Un décret pris le 22 décembre et publié, très discrètement, le samedi 24 décembre 2005 permet aux agents de l’ANPE d’accéder aux dossiers fiscaux des demandeurs d’emplois. Ils pourront aussi consulter les documents de l’assurance-chômage et ceux des administrations sociales. Le croisement des fichiers se fera en cas de présomption de fraude. Comment débusque-t- on un fraudeur à l’ASSEDIC ? Sur quels éléments concrets l’agent de l’ANPE va-t-il se baser pour effectuer sa demande de consultation desdits fichiers ? Il faut espérer que tous les agents de cette institution sont tous de braves gens qui ne réagissent pas en fonction de leur humeur du moment et sont contre le délit de faciès.

On peut considérer que la CNIL, dirigée par Alex Turc de l’UMP, ne sert plus à rien et peut être supprimée.

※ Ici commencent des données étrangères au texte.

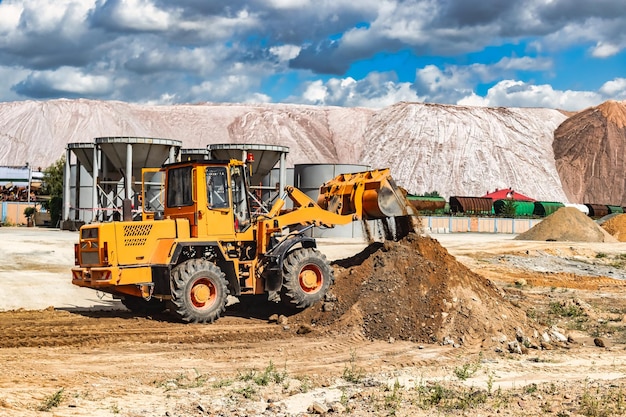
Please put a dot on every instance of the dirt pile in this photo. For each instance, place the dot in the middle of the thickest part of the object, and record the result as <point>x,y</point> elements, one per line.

Cela fera des économies pour le contribuable. Depuis que ce monsieur dirige cette institution, quasiment toutes les lois liberticides proposées par son parti ont été jugées acceptables.

On s’aperçoit, une fois de plus, que l’oligarchie UMP possède vraiment tous les pouvoirs.

Ce décret est un pas de plus dans la stigmatisation à outrance de ces pauvres gens, dans son rêve bizarre , Franca Maï s’indigne que certains ne soient pas loin de penser que Déjà, dans le ventre de leurs génitrices, ils étaient nés paresseux. Il s’agit bien de leur dire qu’en plus d’être de mauvaise foi (pas de recherche d’emplois), d’être fainéants (refus des emplois proposés), d’être des parasites, ils sont aussi TOUS des fraudeurs potentiels à démasquer et punir d’urgence. Pour satisfaire ce gouvernement il faut arriver à trouver en emploi alors qu’il n’en existe pas - on a plutôt tendance à les supprimer - ou accepter le travail forcé. Sur quelle étude se base-t-il pour affirmer que la fraude mérite ce battage méprisable ? Les journalistes parlent de 1% à 2% de fraudeurs, le Ministre du Travail avance 5%. Personne ne sait d’où viennent ces chiffres.

L’opposition ne fait que constater. Comme toujours !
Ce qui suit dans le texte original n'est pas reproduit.